Mark 15:33-41 . The Death of Jesus.— At the sixth hour (12 noon) there was a preternatural gloom over Judæ a (reject RVm “ earth” ). This was not an eclipse, which could not occur at full moon. Either the sun was actually clouded at the time, or the incident is suggested by such a passage as Amos 8:9 or by the belief that nature mourns heroes (see Plutarch, Pelop. 295 a). When the darkness had lasted for three hours, Jesus uttered the one word from the Cross recorded in Mk. and Mt. If spoken in Aramaic “ Eloi, Eloi,” the misunderstanding that follows is strange. The Heb. È li, Eli might be so misunderstood. We do not know the exact significance of this strange and seemingly desolate cry. The words come from Psalms 22:1. “ Strange to think that is the cry of the feeling of Jesus. One is almost tempted to say that there, as in a supreme instance, is measured the distance between feeling and fact.
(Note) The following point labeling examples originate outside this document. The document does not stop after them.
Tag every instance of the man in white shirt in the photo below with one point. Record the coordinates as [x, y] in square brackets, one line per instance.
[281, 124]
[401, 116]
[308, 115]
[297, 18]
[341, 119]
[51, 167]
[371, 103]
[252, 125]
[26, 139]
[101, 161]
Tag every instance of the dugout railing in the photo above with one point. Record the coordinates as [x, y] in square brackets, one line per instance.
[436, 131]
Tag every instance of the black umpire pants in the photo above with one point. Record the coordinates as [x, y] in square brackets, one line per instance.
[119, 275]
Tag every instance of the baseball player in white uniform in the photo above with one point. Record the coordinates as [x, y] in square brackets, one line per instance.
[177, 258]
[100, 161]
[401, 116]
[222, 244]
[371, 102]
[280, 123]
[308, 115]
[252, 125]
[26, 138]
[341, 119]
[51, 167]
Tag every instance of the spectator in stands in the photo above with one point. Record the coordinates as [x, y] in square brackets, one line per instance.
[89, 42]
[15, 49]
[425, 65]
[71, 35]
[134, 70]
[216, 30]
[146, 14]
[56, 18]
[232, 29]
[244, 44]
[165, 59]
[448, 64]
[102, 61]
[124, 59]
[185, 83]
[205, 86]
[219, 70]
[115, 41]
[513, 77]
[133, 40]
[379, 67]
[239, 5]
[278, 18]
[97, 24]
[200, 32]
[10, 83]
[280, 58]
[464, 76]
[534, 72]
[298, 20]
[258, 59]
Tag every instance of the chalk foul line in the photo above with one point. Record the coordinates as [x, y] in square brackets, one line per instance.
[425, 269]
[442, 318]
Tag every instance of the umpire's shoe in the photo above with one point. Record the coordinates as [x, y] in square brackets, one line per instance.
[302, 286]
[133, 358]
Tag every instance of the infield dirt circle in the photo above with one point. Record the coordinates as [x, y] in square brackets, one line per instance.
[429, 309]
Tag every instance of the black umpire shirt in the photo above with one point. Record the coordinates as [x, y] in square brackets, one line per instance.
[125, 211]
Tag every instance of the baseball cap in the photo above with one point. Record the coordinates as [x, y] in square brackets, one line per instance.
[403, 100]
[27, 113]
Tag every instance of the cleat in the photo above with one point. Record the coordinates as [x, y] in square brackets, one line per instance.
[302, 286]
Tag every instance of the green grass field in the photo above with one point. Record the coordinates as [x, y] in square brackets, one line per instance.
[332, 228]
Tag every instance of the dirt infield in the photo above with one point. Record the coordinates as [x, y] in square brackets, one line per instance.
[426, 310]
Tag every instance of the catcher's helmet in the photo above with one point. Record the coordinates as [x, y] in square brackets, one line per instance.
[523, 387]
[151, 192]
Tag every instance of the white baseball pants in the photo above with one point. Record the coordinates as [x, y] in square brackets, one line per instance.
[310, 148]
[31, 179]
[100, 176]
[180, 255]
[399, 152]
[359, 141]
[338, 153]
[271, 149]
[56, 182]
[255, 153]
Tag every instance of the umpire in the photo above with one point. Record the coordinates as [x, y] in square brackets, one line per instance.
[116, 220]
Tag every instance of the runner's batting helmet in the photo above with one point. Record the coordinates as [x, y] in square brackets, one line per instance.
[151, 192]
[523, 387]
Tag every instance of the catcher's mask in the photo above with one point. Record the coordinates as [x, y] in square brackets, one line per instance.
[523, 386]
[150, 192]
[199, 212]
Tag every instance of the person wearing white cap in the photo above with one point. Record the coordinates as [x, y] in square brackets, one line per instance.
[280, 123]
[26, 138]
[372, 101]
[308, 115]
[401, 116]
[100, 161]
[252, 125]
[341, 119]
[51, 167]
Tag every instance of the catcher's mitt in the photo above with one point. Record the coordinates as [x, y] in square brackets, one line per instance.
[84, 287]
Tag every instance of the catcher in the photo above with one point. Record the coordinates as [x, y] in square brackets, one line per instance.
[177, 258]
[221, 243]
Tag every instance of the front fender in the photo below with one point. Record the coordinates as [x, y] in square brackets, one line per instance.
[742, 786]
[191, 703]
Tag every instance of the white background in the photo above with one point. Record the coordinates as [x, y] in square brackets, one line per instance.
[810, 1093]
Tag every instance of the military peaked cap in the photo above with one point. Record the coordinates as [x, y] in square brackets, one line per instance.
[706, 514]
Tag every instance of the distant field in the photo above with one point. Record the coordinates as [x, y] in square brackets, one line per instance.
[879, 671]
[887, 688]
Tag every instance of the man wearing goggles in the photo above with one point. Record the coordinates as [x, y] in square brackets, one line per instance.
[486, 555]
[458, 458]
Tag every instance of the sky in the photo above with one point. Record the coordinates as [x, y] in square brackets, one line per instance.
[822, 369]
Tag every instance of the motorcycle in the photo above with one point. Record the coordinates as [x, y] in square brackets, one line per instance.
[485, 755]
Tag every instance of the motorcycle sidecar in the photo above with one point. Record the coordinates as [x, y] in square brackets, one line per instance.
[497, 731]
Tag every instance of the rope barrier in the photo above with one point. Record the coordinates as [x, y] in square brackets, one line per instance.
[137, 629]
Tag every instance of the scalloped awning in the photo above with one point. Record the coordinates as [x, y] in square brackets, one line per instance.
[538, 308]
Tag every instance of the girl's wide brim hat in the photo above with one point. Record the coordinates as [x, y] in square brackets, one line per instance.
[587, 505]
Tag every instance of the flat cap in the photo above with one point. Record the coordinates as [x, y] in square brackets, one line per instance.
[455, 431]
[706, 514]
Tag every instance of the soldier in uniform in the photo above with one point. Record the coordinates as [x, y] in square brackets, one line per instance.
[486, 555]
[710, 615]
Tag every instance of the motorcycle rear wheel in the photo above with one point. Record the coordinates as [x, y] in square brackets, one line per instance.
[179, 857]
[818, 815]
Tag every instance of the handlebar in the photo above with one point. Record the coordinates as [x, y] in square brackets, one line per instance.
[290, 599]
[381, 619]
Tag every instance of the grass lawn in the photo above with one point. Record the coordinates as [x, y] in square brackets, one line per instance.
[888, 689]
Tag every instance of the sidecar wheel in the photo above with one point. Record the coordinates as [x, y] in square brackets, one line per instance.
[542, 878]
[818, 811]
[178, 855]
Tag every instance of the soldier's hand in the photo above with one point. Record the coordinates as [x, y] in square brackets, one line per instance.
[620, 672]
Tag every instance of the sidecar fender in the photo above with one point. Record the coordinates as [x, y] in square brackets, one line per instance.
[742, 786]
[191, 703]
So He felt; and yet mankind has been of another mind, that there, more than in all else that He was or did, there was God” (Glover). The offer of vinegar ( cf. Ruth 2:14) may be an act of kindness. The waiting for Elijah is mockery, or curiosity. After six hours’ torture Jesus died, with one more inarticulate cry. The rent veil of the Temple symbolises the effect of His death ( cf. Hebrews 10:19 f.) . The manner of His death— the strength of His cries and the suddenness of the end— convinced the centurion that He was more than man. “ The captain stands at the end of the gospel as the type and forerunner of the countless bands of heathen who have been won over to the message of the crucified One” (J. Weiss). The evangelist then mentions some of the women who watched afar off and to whom he may have owed some of his information. The loyalty of the women surpassed that of the disciples. Mary of Magdala (p. 29) must not be identified with the woman that was a sinner mentioned in Luke 7:37. Salome is described in Matthew 27:56 as mother of the sons of Zebedee.
Mark 15:42-47 . The Burial of Jesus.— Deuteronomy 21:23 enjoined the burial of dead criminals before nightfall ( cf. Josephus, Wars, IV, v.2). The day of the Crucifixion being the preparation for the Sabbath, i.e. Friday, the carrying out of the law was doubly desirable. It required courage to approach Pilate, but Joseph of Arimathæ a enjoyed sufficient distinction to venture. Pilate granted him the corpse (the brutal technical word is used). Joseph hastily placed the body in a rock-tomb, the characteristic mode of burial at that time and place. The stone which covered the entrance to the tomb was a protection against wild beasts and thieves (Menzies). The women marked the spot and prepared to render the last offices of love.